UVic professor emeritus Patricia Roy has attended 46 Congress conferences over her academic career as a historian

UVic professor emeritus Patricia Roy has attended 46 Congress conferences over her academic career as a historian

Giant academic conference, community festival at UVic starts this weekend

7,000 researchers, students and academics are coming into Victoria for this weekend for Canada's largest annual academic gathering.

When Patricia Roy started attending the Congress of the Humanities and Social Sciences in 1965, it was relatively small get-together for a few hundred Canadian academics.

But it was an event that the professor emeritus in history became deeply connected to – this week will be Roy’s 47th Congress, hosted for only the second time in at the University of Victoria.
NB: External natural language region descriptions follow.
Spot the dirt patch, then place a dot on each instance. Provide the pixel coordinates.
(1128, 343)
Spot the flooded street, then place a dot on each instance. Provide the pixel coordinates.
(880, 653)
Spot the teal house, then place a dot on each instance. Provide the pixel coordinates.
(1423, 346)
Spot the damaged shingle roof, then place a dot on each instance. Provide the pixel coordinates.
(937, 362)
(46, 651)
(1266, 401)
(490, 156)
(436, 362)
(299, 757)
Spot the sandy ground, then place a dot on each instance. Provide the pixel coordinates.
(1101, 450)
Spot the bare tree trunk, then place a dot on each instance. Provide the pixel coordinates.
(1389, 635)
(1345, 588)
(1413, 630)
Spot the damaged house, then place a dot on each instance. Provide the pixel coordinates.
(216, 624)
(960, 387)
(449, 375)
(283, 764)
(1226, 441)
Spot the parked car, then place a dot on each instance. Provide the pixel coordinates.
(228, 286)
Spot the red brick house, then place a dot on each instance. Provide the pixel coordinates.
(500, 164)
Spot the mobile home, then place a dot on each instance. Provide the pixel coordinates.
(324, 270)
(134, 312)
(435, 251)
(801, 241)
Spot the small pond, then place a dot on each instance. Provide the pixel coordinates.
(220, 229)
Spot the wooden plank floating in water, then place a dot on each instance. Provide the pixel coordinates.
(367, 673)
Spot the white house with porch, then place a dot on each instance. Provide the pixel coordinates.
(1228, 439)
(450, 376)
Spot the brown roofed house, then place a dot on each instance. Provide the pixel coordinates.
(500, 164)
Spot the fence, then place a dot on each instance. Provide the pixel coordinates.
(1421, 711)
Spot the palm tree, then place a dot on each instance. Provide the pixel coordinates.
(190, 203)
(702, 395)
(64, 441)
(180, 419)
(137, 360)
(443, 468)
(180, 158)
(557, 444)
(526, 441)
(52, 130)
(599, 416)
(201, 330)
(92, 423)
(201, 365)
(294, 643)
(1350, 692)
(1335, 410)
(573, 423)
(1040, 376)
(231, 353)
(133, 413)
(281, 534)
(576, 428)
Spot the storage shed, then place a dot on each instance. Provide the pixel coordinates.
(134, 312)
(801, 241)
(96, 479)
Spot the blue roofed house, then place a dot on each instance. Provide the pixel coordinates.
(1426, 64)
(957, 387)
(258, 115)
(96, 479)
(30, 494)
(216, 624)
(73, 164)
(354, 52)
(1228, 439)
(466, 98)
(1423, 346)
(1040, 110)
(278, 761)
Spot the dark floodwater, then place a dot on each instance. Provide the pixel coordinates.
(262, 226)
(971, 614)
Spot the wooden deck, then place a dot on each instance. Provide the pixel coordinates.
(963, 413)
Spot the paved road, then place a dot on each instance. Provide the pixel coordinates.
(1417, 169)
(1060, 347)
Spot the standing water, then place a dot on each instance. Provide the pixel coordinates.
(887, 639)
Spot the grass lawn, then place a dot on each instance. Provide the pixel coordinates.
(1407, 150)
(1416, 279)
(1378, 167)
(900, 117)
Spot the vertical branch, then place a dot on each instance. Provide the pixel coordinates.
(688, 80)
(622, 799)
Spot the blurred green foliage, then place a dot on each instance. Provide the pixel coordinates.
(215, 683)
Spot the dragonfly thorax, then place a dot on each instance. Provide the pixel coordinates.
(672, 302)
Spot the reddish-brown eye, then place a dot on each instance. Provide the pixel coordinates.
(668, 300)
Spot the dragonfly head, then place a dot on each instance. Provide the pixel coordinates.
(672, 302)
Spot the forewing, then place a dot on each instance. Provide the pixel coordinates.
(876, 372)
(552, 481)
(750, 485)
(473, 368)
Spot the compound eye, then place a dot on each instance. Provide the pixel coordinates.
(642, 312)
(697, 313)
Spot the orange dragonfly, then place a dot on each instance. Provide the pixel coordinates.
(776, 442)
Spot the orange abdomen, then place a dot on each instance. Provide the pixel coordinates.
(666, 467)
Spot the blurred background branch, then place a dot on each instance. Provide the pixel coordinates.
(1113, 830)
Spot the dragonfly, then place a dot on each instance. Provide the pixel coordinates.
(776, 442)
Some 7,000 researchers, students and academics are coming into town for this weekend for Canada’s largest annual academic gathering.

“The first time I went I was awestruck. The name tags on the delegates matched the books and articles I was reading,” Roy said at a Congress kickoff event on Friday. “Now I’m one of the old fogeys. Students come up to me and say ‘I’ve read one of your articles.’ I never know if that’s a compliment.”

Roy taught and worked at UVic starting in 1966 until retiring in 2005 as a highly regarded scholar of Canadian ethnic history, and who has written histories of Vancouver and British Columbia. For her, Congress is a way to keep in touch with friends and fellow historians, and a way to make connections across disciplines.

“It’s an opportunity to meet old friends from across the country for coffee,” Roy said. “Or more likely if you are a historian, in the beer tent.”

Her most “exotic” Congress was in St. John’s N.L. “They are very hospitable and have very good lobster.”

“It’s a chance to see Canada. Over the years I’ve seen every province. I hope our visitors beyond the Rockies leave with a better understanding of this part of the world.”

Kicking off Congress at UVic this year, the federal government announced $167 million in funding for social sciences and humanities university research across Canada. Of the $167 million, $63 million will directly support 78 research projects, and $104 million will support 3,700 graduate and post-doctoral scholarships and fellowships.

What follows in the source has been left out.